During one visit to the Lumley checkpoint, I observed riders hand money to street boys selling mobile recharge vouchers, who then quietly passed the cash to nearby police officers a transaction masked as a routine purchase. When approached for comment, an officer on duty brushed off the allegations: “We’re just doing our job.”
According to Hindolo Shiaka, Project Coordinator for the Sierra Leone Integrated and Resilient Urban Mobility Project (IRUMP), the directive was part of a larger public transport reform plan one that relied heavily on deploying a fleet of buses along the corridors.
The goal was to have at least 150 buses. But due to budget constraints, only 50 were procured.
“As a result, the buses couldn’t meet commuter demand,” Shiaka said. “Because of that, the ministry had to relax enforcement. The directive still stands, but full implementation is on hold until we have adequate resources.”
Acting Director General of the Sierra Leone Public Transport Authority (SLPTA), Isaac Ken-Green, confirmed the restrictions remain in place but admitted that enforcement is “very weak.”
“I cannot confirm the booking allegations because I haven’t seen it myself,” he said. “But I have heard that it is going on. I intend to engage the enforcement institutions the Sierra Leone Police and the Sierra Leone Road Safety Authority for a collaborative action plan to deter breaches.”
Ken-Green also outlined ongoing modernization efforts, including digital ticketing through handheld POS machines and the planned introduction of Near Field Communication (NFC) cards by September 2025, allowing passengers to tap to pay.

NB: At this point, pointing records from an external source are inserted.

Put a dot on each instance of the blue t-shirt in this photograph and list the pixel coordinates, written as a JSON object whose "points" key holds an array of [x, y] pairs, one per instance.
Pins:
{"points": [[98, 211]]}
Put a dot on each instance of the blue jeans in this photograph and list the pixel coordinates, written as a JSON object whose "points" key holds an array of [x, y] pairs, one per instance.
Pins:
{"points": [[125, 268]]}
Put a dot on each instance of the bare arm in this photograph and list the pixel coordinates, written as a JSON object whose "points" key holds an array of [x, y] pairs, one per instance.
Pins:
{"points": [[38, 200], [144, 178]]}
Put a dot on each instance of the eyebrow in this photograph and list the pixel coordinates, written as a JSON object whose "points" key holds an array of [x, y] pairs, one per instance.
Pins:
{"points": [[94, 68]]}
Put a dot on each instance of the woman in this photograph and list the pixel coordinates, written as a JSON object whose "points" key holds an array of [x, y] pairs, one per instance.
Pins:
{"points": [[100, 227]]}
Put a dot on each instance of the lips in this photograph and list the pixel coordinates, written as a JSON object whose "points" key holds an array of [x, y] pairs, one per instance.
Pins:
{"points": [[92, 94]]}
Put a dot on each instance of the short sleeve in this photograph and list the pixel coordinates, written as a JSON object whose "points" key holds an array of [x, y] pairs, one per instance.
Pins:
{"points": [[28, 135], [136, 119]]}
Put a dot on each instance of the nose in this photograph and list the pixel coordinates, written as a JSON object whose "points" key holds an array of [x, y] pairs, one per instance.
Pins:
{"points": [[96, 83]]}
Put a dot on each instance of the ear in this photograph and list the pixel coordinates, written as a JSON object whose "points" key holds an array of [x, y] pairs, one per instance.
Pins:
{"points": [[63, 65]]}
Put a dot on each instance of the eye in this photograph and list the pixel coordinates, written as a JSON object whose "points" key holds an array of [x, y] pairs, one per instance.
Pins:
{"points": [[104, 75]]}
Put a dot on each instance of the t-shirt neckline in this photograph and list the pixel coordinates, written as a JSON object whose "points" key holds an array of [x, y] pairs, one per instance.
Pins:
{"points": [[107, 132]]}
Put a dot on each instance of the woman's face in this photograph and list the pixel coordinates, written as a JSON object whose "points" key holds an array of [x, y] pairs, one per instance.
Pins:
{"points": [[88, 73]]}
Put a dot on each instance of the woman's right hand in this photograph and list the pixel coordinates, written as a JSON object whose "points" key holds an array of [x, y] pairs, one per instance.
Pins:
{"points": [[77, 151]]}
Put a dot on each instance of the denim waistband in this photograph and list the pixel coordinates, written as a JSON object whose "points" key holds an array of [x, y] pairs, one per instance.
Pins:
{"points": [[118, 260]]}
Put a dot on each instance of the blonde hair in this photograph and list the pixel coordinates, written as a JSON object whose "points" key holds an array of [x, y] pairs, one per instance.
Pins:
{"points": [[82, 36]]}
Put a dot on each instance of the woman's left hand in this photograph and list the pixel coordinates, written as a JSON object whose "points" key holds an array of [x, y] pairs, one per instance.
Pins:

He revealed that out of the 50 buses procured, 35 are currently in service, with the rest undergoing repairs for minor defects or accident damage.
A Law in Theory, Not in Practice- For many commuters, the situation raises a deeper question: do laws apply equally to all?
“They said no kehkehs between 6 a.m. and 10 p.m.,” said a frustrated passenger at Siaka Stevens Street. “But every morning, I see them and the police do nothing”.
The booking system, critics say, rewards those who can pay while punishing those who cannot. What began as a road safety measure has become another example of how informal systems can override formal laws.
Until enforcement is consistent, transparent, and free from bribery, the kehkeh ban will remain more illusion than reality a directive on paper, undone by the daily dance of compromise, survival and unspoken corruption.